The examples below download the required example data the first time you run them. You can also directly use your own image, video, or YOLO/COCO dataset.

  1. Create a file named example_image.py with the following contents:

    example_image.py
    import lightly_studio as ls
    
    # Download the example dataset (will be skipped if it already exists)
    dataset_path = ls.utils.download_example_dataset(download_dir="dataset_examples")
    
    # Indexes the dataset, creates embeddings and stores everything in the database.
    dataset = ls.ImageDataset.create()
    dataset.add_images_from_path(
        path=f"{dataset_path}/coco_subset_128_images/images",
    )
    
    # Start the UI server on localhost port 8001.
    # Pass `host` and `port` parameters to customize.
    ls.start_gui()
    
  2. Run python example_image.py in your terminal.

  3. Click on the printed URL to open the app in your browser.
  1. Create a file named example_video.py with the following contents:

    example_video.py
    import lightly_studio as ls
    
    # Download the example dataset (will be skipped if it already exists)
    dataset_path = ls.utils.download_example_dataset(download_dir="dataset_examples")
    
    # Create a dataset and populate it with videos.
    dataset = ls.VideoDataset.create()
    dataset.add_videos_from_path(path=f"{dataset_path}/youtube_vis_50_videos/train/videos")
    
    # Start the UI server.
    ls.start_gui()
    
  2. Run python example_video.py in your terminal.

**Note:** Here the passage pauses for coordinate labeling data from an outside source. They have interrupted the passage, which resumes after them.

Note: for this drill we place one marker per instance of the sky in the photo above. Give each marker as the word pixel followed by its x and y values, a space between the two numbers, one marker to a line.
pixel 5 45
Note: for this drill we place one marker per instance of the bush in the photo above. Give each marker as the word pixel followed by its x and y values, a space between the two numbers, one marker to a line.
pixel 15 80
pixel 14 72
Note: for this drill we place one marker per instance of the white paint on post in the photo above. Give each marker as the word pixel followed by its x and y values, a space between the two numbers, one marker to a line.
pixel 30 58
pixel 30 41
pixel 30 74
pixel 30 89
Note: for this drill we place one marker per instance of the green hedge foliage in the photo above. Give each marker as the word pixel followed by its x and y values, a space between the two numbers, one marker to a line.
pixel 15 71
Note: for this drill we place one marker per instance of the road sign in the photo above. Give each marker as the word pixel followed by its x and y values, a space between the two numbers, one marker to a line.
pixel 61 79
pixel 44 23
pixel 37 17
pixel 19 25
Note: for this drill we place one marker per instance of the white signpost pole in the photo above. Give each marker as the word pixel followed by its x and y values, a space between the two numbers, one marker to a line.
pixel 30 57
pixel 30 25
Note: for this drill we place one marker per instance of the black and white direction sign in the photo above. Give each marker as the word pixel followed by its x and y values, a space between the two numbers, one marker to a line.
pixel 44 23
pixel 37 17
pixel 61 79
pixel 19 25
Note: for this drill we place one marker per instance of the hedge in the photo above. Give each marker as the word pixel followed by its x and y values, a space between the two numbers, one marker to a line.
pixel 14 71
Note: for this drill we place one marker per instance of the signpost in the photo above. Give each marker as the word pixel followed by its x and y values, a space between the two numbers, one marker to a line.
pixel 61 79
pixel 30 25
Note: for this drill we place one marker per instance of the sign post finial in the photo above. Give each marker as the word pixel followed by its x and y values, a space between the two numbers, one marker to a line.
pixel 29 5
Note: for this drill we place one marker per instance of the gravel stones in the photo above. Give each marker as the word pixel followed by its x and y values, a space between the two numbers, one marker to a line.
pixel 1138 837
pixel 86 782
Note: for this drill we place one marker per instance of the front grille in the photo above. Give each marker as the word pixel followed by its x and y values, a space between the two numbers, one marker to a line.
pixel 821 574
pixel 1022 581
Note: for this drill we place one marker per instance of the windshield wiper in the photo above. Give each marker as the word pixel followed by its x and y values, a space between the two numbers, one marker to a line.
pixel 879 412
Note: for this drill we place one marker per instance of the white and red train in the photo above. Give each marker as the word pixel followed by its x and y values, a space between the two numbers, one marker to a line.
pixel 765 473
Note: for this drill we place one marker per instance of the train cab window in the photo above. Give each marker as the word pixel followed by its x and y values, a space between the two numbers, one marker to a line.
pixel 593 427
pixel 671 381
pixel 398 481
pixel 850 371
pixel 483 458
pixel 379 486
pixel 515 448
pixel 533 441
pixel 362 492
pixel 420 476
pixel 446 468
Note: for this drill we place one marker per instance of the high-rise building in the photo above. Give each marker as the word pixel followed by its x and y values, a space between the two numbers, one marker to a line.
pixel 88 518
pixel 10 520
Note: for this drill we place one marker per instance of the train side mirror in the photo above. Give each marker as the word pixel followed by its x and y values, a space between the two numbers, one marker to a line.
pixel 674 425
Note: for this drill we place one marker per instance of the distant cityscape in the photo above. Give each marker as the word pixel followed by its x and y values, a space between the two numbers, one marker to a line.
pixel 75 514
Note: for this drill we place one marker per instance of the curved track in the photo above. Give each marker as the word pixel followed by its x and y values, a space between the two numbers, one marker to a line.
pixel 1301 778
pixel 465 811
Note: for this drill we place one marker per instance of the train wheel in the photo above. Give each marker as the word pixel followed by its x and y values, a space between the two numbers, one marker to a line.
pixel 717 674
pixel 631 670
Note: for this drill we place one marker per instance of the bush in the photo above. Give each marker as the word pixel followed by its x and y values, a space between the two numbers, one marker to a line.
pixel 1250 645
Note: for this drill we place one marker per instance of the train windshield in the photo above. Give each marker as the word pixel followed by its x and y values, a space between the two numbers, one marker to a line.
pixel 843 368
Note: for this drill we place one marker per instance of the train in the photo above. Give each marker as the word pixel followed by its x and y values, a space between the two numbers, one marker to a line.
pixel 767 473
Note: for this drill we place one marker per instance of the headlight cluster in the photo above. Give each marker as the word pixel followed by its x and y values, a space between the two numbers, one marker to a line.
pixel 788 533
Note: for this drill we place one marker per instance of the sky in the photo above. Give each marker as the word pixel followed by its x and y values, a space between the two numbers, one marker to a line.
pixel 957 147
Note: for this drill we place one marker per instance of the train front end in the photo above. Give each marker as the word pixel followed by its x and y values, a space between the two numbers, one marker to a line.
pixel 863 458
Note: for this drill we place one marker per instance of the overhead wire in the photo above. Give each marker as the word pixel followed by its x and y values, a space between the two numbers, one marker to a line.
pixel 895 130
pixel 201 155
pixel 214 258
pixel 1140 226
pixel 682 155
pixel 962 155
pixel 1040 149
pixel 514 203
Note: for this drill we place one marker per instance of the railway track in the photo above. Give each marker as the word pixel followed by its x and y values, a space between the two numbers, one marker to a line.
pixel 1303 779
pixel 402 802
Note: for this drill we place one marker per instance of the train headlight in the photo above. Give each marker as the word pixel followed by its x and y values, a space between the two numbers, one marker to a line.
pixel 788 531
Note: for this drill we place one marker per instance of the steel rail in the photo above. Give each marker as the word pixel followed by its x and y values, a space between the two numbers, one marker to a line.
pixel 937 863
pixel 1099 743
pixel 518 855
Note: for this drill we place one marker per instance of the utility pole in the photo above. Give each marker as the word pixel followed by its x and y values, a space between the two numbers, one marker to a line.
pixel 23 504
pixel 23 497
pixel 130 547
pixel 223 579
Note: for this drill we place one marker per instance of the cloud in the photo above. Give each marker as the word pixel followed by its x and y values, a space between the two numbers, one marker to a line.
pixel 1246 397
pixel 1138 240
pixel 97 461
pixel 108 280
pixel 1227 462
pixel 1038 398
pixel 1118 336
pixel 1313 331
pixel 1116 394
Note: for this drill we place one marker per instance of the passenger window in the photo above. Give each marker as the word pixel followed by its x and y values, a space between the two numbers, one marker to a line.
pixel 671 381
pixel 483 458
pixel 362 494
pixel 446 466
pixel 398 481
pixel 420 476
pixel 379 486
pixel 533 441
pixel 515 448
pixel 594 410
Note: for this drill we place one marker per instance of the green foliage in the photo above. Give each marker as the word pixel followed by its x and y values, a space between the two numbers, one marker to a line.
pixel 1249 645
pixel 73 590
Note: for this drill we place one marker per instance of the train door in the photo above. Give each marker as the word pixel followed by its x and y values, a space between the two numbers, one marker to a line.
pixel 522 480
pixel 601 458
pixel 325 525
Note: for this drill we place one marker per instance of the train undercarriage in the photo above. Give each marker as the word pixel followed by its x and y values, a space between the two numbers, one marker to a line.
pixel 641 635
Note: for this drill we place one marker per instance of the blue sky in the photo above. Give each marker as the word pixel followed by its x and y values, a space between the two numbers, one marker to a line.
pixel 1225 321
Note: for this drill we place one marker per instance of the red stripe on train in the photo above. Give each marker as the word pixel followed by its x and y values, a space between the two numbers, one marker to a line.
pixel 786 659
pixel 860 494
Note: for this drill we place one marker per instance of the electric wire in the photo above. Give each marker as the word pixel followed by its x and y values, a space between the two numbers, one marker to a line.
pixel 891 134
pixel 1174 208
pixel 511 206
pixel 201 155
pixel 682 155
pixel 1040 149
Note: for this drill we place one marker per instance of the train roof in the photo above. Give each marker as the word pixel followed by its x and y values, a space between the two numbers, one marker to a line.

  3. Click on the printed URL to open the app in your browser.
  1. Create a file named example_yolo.py with the following contents:

    example_yolo.py
    import lightly_studio as ls
    
    # Download the example dataset (will be skipped if it already exists)
    dataset_path = ls.utils.download_example_dataset(download_dir="dataset_examples")
    
    dataset = ls.ImageDataset.create()
    dataset.add_samples_from_yolo(
        data_yaml=f"{dataset_path}/road_signs_yolo/data.yaml",
    )
    
    ls.start_gui()
    
  2. Run python example_yolo.py in your terminal.

  3. Click on the printed URL to open the app in your browser.
  1. Create a file named example_coco.py with the following contents:

    example_coco.py
    import lightly_studio as ls
    
    # Download the example dataset (will be skipped if it already exists)
    dataset_path = ls.utils.download_example_dataset(download_dir="dataset_examples")
    
    dataset = ls.ImageDataset.create()
    dataset.add_samples_from_coco(
        annotations_json=f"{dataset_path}/coco_subset_128_images/instances_train2017.json",
        images_path=f"{dataset_path}/coco_subset_128_images/images",
        annotation_type=ls.AnnotationType.INSTANCE_SEGMENTATION,
    )
    
    ls.start_gui()
    
  2. Run python example_coco.py in your terminal.

  3. Click on the printed URL to open the app in your browser.

How It Works

  • Your Python script creates a LightlyStudio dataset.
  • The dataset.add_<samples>_from_<source> functions read your samples and annotations, calculate embeddings, and save metadata to a local lightly_studio.db file (using DuckDB).
  • ls.start_gui() starts a local backend API server.
  • This server reads from lightly_studio.db and serves data to the UI Application running in your browser (by default http://localhost:8001).
  • Images and videos are streamed from their original local folder or remote storage for display in the UI.

For Linux Users

We recommend using Firefox for the best experience with embedding plots, as other browsers might not render them correctly.

Feature Overview

Datasets

Concepts

Tools

Python API

LightlyStudio has a powerful Python interface. You can not only index datasets but also query and manipulate them using code. It supports local and cloud-hosted image and video folders; see Using Cloud Storage for setup and limitations.